Une fois que vous avez pris la longueur d'onde de son émission, Morgan a beaucoup de charme et de présence. Et une fois que nous avons traversé la configuration dans les premiers épisodes, le spectacle commence avec des blagues et des morceaux rapides, trouvant de l'humour dans des choses comme des gens à la fin des années 50.
Rien de tout cela n'est de pointe, mais ça va. Il a une sensation réconfortante (même si parfois étrangère), et les performances parfois conscientes de Morgan sont renforcées par une forte distribution de soutien. Celia Weston et Blake Clark jouent ses parents vieillissants et nous invitent à nous joindre au plaisir de leurs personnages Kooky et Crochety. Apportant son mélange de démission et de méfait, Ryan Stiles joue le mari capricieux de Leanne et se répercute à la bonne fréquence. Jayma Mays incarne le voisin de Leanne Busybody (collègue membre de l'église et participant à la classe d'exercice), offrant simultanément une performance en quelque sorte ancrée et exagérée. Cette astuce réalise ce que Morgan et Johnston tentent dès le départ, mais ne rassemblent pas toujours – un personnage qui sait dans quel spectacle elle est et invite les gens à rire avec et à elle.

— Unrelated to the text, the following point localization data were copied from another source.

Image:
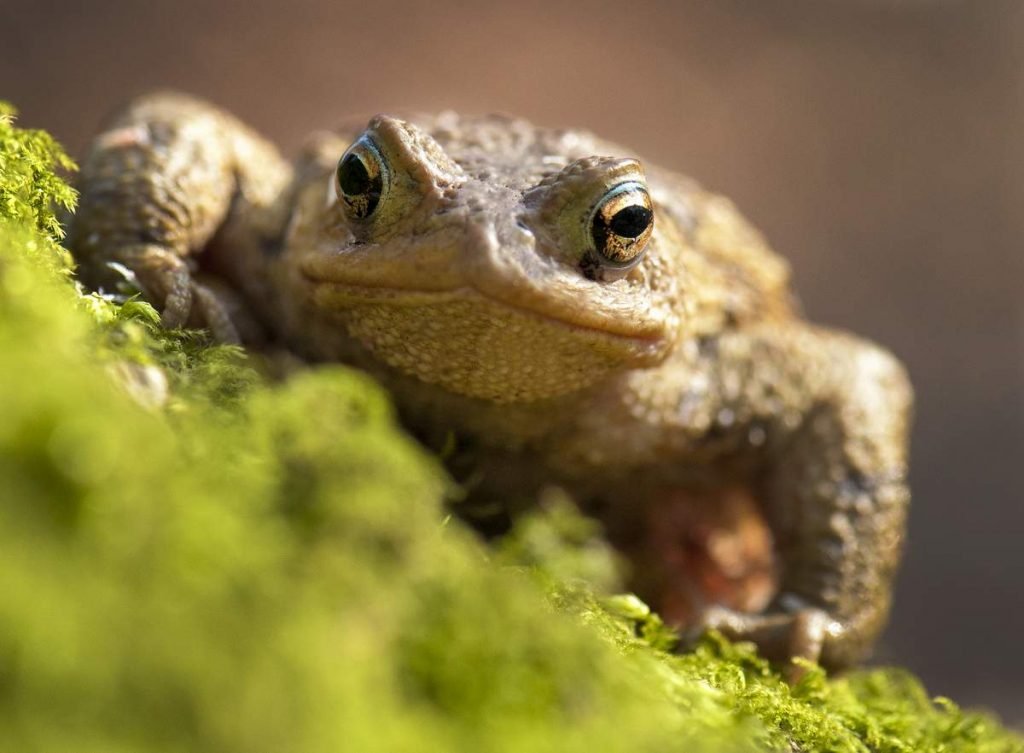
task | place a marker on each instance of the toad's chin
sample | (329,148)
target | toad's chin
(474,345)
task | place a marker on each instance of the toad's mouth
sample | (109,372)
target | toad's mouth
(634,333)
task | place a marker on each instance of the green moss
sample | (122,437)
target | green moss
(248,567)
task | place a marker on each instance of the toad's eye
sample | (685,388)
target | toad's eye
(620,227)
(361,178)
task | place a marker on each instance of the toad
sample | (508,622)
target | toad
(561,315)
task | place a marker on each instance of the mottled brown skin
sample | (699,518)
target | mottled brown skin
(753,465)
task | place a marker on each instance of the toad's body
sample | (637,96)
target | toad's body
(573,319)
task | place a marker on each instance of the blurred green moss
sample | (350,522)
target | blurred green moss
(192,558)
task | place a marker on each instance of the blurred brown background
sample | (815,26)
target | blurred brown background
(879,144)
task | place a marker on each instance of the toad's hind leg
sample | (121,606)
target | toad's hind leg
(835,495)
(165,176)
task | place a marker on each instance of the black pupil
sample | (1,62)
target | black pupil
(352,176)
(631,221)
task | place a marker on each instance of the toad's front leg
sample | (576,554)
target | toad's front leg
(158,183)
(834,491)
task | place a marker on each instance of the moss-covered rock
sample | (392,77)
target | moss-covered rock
(195,559)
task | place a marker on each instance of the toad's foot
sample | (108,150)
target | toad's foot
(167,282)
(779,635)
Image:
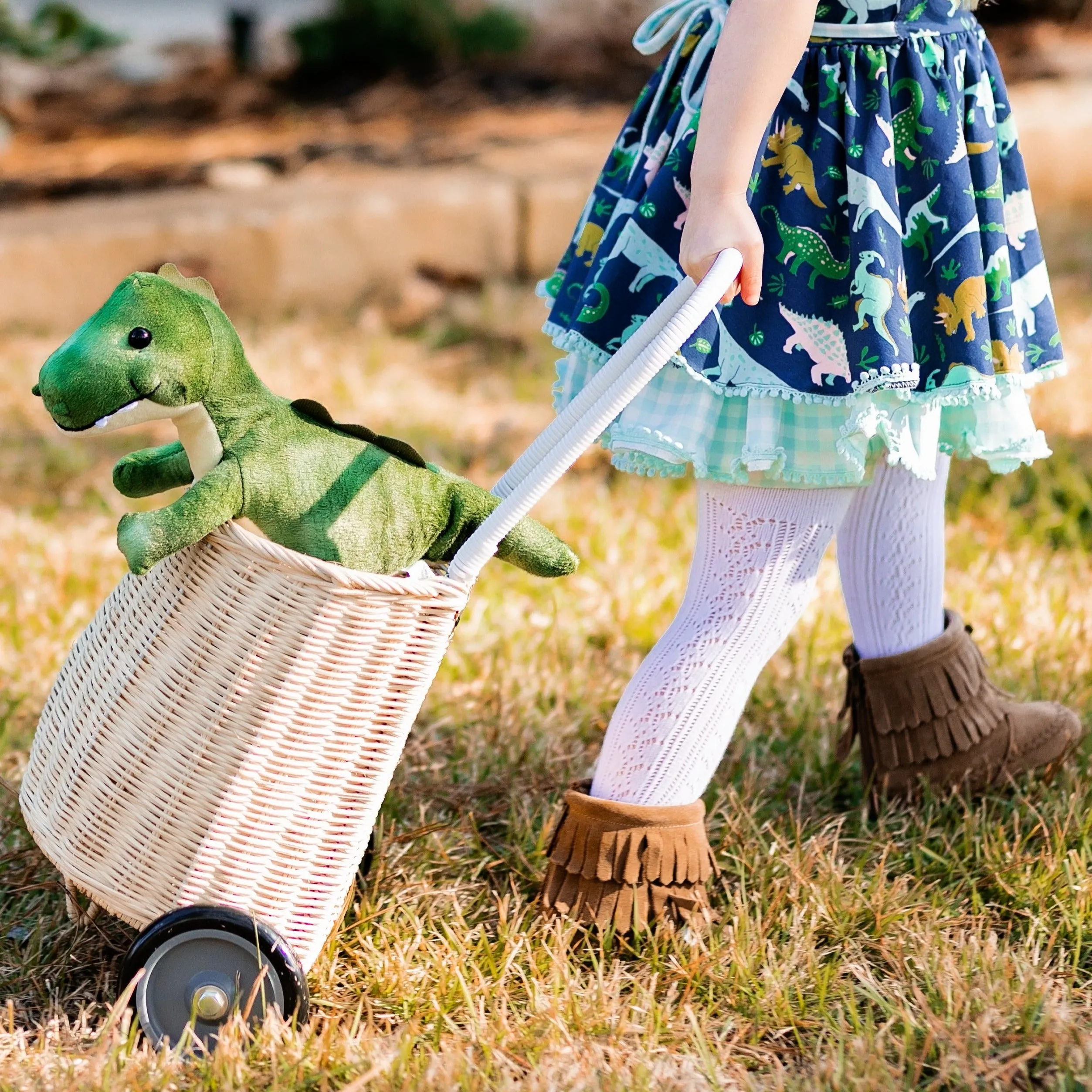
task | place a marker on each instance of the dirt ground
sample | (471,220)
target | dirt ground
(114,137)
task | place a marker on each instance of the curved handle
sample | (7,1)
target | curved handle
(565,441)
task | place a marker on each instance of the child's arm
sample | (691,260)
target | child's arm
(760,46)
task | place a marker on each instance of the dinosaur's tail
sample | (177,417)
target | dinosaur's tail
(536,549)
(529,545)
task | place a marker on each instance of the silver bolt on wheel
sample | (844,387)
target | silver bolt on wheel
(199,979)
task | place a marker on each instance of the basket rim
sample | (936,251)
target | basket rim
(240,540)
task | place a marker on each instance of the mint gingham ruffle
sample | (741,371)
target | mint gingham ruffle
(753,439)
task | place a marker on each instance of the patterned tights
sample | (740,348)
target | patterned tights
(754,571)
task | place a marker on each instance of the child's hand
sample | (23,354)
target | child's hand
(716,224)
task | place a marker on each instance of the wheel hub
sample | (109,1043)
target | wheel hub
(197,980)
(211,1003)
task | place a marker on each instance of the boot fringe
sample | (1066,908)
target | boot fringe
(627,865)
(946,705)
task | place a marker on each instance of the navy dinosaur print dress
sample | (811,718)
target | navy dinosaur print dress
(907,307)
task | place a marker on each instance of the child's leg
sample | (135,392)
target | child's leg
(920,696)
(755,565)
(892,560)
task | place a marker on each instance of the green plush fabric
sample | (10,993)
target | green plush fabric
(316,487)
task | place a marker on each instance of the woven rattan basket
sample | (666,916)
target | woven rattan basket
(226,728)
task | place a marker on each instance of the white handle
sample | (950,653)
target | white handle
(565,439)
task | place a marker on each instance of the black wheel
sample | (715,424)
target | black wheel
(201,965)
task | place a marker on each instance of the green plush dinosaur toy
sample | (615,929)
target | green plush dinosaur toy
(161,348)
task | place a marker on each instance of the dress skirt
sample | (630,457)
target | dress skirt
(907,308)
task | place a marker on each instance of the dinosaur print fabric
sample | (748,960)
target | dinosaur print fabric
(907,304)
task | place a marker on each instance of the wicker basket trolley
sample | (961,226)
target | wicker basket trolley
(211,760)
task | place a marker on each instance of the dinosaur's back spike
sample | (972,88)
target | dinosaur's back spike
(195,284)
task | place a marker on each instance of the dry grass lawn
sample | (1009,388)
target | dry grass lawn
(942,947)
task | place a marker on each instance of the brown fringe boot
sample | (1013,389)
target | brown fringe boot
(934,715)
(627,865)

J'apprécie également qu'Annie Gonzalez soit là-dedans – elle joue la belle-fille de Leanne, Nora. Et tandis que Gonzalez mange le matériel qui lui a donné (et ce spectacle ne fait pas exception), son personnage expose certains des problèmes avec «Leanne». Vous voyez, Nora est le NAG, faisant tomber le bon moment de tout le monde en soulignant les problèmes de football (commotions cérébrales!), Par exemple, et généralement d'être un Party-Pooper. Peu importe qu'elle ait raison – la série est contre elle, dépeignant son mari comme piétiné et piégé dans un mouvement qui est à la fois rétrograde et drôle.

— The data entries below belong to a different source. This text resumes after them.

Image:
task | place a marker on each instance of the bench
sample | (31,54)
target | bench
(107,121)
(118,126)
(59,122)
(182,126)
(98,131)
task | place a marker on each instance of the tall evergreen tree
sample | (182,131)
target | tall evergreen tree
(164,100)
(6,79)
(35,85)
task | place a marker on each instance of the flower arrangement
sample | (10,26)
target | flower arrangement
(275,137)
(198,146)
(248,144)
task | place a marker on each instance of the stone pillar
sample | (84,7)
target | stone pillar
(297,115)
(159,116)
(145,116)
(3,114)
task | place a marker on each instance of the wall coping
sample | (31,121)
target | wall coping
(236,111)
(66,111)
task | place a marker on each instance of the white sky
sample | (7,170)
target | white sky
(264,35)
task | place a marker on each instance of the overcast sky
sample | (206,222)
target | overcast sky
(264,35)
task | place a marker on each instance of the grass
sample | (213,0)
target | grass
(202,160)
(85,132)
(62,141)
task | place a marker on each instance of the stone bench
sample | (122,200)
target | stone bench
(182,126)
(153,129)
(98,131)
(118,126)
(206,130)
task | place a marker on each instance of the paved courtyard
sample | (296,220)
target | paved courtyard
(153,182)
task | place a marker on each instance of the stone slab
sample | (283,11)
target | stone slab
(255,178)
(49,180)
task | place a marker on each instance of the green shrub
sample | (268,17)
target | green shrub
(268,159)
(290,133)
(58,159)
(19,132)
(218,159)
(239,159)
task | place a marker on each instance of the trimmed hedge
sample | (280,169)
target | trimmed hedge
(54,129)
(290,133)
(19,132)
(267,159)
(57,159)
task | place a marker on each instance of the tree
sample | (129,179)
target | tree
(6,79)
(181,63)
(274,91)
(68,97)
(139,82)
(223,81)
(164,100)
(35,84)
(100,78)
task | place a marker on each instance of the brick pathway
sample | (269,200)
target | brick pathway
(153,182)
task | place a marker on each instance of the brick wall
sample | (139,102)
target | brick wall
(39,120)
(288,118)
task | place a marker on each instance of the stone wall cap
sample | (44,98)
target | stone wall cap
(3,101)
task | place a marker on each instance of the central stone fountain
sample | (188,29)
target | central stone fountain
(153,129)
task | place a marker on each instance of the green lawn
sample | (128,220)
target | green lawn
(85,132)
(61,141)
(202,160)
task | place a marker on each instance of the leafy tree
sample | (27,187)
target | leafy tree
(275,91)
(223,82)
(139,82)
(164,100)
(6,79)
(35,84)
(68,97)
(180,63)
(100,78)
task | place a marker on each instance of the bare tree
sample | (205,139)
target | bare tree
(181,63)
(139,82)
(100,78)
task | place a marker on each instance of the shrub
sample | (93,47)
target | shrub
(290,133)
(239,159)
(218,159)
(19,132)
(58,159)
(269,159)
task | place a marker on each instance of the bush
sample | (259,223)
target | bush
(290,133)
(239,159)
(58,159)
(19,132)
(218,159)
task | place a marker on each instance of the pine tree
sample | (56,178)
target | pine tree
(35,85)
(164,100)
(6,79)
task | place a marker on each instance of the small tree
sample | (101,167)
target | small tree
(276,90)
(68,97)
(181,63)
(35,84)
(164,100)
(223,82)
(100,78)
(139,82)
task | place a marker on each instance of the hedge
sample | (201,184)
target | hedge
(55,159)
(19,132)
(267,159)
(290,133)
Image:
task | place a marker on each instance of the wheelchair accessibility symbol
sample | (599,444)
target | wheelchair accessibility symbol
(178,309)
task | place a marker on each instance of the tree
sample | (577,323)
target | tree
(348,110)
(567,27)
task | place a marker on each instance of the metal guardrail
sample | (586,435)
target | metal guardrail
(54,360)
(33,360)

De même, Morgan fait beaucoup de blagues sur son corps à la fois dans la sitcom et son stand-up. Mais alors qu'elle rayonne la confiance sur scène, sapant ses supposées insécurités, la même chose n'est pas vraie dans la comédie situationnelle. Là, le Leanne fictif est amené bas par ses inquiétudes à propos de son corps, et donc rire d'eux ne se sent pas conspirateur mais quelque part entre lourd et cruel. De plus, ces blagues sur le vieillissement et la perte de beauté, se sentent fatiguées. Ils ont été terminés, et avec le club We Do Don't Notm Faire des titres pour sa capture d'un nouveau zeitgeist culturel, cette sitcom a eu l'occasion de trouver de nouvelles blagues sur la ménopause. Il ne fait pas, conformément à sa faveur, un sens de l'humour traditionnel de la télévision par la diffusion sur la prise de risques.
Ce n'est pas «Abbott Elementary» ou «The Office» ou «Rosanne». Je ne peux pas l'imaginer dans les conversations de récompenses. Mais ça n'essaie pas. Son objectif est Comfort TV, et «Leanne» y parvient principalement. Bénis son cœur.